As you may have noticed I’ve decided to start a new series. To be honest with you, dear readers, I don’t know why I hadn’t thought of it earlier. But if I had started this series earlier, I may well be on my way to Part 90 by now. So why “King Street”? Well, for those of you who don’t know Hammersmith & Fulham, that’s where you’ll find the Town Hall, which is run by a team of Tory slashers. They’re the local government equivalent of a gang of Freddie Kruegers and they’re gonna cut you up.

The Tories are an undemocratic party. I think we can all agree on that – unless, of course, you’re a Tory or one of those UKIPers who still carries a torch for the Conservatives on the sly. I’m willing to bet that Farage and Pearson carry a picture of Thatcher in their wallets.

Naturally there are those Tories who would demand “Well, what about Labour”?  What about them indeed. But I’m talking about Tories here and their track record for creating legislation that limits the means by which people and political parties can oppose them.

I’m also talking about the horror show that is Tory-controlled Hammersmith & Fulham, with its gore fest of cuts and closures dressed up as ‘savings’. It’s a slasher film like no other and it’s happening right now.

This is from Shepherds Bush blog and it remind us of how the opposition is routinely silenced by the Tory diktators of this burgh.  It also reminds us how smears are constructed not, in this case, from myths – which are also constructed – but out of pure lies.

The local partei’s (yes, the misspelling is entirely deliberate) defence, if you call it one, is to claim that the Labour opposition don’t show up to meetings and therefore, aren’t worth £164, 340 a year. This is a very dishonest argument and it’s based entirely on the false premise that the opposition are actually permitted to oppose. Having attended the the Council meeting last January when the Tories voted to close the Sand End Centre, The Irish Centre, Shepherd’s Bush Village Hall and other community spaces, I can testify to the effect that Cllr. Greenhalgh repeatedly became petulant whenever Cllr Cowan demanded answers to his questions.   In a democracy, a question is supposed to be met with an answer, not  a brick wall. This is what happens in dictatorships. Ja?  Has Hammersmith & Fulham now become the template for a future one-party English state?

This is what Cllr. Andrew Johnson said in his blog on the laughably named Residents First.

But recently a worrying trend is starting to develop within Hammersmith & Fulham. For it seems despite pocketing not insignificant sums of money, that senior members of the opposition are not bothering to show up to critical meetings or hold the council to account. Failing, for example, to attend key meetings, such as Cabinet when important decisions are being taken, or even recently by failing to table amendments to the Council’s budget as it was being discussed at scrutiny meetings.

Foghorn Phibbs tried this schtick last year. This time his colleague puts forward what appears prima facie to be a pure economic case but it’s bogus.

Towards the end of the blog there’s a number for your Tory bingo card. Eyes down for a full house!

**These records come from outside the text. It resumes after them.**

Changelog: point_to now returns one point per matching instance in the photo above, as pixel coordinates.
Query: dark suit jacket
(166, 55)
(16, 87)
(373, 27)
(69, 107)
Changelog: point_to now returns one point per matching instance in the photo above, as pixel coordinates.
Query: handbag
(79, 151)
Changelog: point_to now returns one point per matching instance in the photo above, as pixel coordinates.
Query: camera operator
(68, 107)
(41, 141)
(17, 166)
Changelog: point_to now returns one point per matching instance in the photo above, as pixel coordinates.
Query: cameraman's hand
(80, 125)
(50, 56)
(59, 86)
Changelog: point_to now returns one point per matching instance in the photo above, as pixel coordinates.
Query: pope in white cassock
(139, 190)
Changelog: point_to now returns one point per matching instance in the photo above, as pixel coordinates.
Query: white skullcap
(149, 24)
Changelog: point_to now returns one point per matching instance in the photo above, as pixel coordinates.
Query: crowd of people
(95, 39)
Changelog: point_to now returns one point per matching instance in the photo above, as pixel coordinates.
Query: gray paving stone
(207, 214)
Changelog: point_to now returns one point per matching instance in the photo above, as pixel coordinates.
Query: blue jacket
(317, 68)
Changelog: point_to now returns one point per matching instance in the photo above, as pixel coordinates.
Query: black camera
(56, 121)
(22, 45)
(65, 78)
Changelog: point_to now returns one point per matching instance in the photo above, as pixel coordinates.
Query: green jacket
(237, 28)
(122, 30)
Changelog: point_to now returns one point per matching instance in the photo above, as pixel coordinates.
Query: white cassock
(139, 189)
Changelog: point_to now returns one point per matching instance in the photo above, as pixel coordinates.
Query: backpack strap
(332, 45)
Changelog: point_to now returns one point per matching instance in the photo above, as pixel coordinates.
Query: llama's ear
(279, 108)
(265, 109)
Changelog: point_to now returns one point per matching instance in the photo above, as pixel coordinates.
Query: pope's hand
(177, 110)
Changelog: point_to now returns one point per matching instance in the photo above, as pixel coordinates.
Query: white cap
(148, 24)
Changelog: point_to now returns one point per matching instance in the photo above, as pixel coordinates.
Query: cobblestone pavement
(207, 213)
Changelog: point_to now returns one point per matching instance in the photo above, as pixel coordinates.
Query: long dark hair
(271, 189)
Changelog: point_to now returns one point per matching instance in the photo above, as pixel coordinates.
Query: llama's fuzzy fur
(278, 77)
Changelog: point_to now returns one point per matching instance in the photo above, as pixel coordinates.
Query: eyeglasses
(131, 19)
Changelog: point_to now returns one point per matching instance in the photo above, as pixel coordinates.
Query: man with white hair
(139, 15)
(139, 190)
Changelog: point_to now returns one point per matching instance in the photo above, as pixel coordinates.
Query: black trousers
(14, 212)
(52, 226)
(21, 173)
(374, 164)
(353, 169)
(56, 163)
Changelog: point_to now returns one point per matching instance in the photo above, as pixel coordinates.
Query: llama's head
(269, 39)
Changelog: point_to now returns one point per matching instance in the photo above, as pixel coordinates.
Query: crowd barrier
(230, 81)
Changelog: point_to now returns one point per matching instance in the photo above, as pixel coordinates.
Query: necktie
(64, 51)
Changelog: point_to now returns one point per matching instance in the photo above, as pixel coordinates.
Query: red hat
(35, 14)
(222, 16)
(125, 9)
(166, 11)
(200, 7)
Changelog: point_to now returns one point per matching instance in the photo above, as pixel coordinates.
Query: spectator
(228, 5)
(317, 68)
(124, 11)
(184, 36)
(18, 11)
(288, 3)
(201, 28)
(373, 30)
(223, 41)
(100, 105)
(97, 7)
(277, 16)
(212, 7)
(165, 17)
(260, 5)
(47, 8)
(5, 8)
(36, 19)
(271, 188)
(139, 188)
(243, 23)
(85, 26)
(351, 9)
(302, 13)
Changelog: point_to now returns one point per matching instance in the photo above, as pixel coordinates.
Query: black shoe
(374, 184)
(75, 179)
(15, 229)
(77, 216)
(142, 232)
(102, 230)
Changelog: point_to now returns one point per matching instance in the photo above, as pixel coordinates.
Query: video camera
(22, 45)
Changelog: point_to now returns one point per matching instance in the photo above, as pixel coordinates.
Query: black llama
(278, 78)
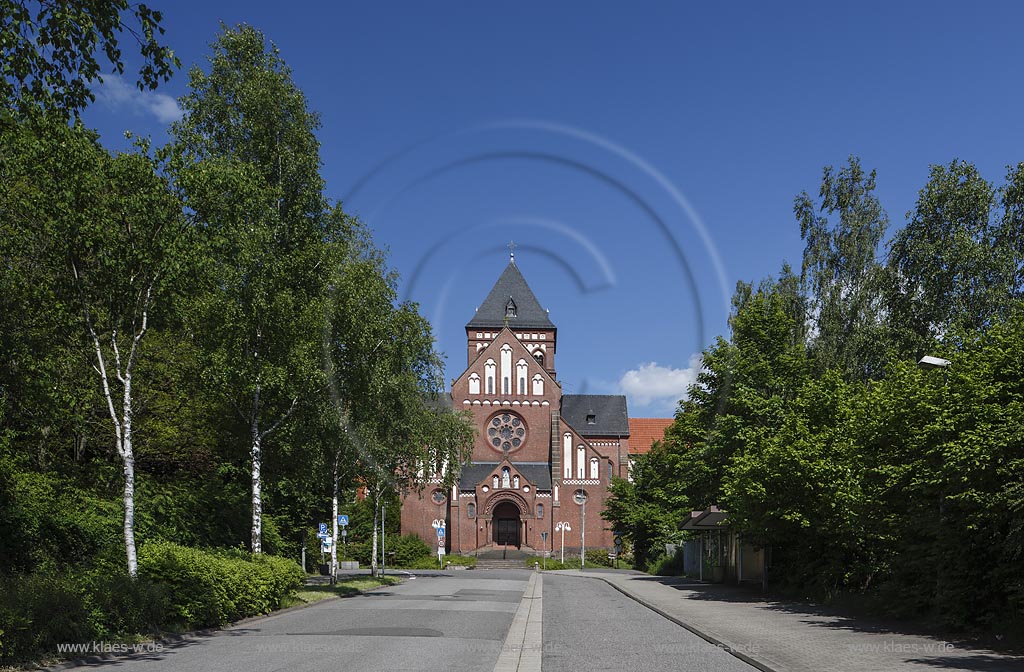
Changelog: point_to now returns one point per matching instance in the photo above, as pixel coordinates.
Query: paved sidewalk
(794, 637)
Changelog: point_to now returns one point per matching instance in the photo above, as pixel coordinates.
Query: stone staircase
(503, 558)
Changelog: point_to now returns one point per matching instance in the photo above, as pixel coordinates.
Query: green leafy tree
(116, 244)
(955, 263)
(845, 281)
(246, 159)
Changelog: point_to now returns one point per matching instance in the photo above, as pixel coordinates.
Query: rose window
(506, 431)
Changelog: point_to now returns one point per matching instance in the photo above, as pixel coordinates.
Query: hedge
(212, 588)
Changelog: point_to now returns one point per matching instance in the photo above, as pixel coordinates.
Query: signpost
(438, 525)
(562, 527)
(343, 521)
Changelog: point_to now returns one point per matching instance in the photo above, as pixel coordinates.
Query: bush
(119, 605)
(211, 588)
(40, 611)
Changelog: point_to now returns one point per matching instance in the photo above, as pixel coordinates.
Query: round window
(506, 431)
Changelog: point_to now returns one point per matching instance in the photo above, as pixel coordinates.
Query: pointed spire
(511, 302)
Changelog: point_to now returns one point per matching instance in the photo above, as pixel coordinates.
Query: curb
(185, 636)
(704, 635)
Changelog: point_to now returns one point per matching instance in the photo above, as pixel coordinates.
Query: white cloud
(119, 94)
(657, 386)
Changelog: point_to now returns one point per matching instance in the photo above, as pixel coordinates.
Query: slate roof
(539, 473)
(529, 315)
(644, 431)
(610, 416)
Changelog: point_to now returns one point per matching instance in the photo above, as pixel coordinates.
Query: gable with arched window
(488, 375)
(566, 455)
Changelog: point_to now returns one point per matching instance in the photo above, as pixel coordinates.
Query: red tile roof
(644, 431)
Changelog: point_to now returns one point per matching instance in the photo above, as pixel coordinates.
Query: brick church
(540, 457)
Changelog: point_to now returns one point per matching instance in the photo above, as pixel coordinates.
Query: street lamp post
(581, 499)
(562, 527)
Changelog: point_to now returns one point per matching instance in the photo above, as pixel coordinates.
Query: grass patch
(345, 587)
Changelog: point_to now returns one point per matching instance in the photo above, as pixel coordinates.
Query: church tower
(540, 457)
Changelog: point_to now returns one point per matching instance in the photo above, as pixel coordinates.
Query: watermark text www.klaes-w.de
(96, 647)
(894, 646)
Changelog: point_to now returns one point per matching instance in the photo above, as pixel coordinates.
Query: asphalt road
(452, 621)
(589, 625)
(434, 622)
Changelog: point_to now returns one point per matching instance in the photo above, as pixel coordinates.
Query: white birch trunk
(128, 457)
(334, 526)
(373, 556)
(256, 456)
(122, 422)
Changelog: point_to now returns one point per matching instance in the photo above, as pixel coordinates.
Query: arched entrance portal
(506, 525)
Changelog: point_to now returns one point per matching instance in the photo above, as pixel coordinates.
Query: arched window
(521, 370)
(488, 373)
(506, 358)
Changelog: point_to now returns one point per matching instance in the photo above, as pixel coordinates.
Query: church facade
(540, 457)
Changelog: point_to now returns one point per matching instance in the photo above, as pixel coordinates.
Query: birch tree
(115, 227)
(247, 161)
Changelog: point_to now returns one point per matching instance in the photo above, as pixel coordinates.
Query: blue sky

Often it’s all too easy to criticise without having a credible alternative in place, yet our opposition are not even doing this.

It’s poison. The opposition don’t get to ask questions, let alone criticise Tory policies.

But what do you expect from a local branch of the Conservative Party that has nurtured such talents as Aidan Burley and Donal Blaney? This is a democracy? Get a grip.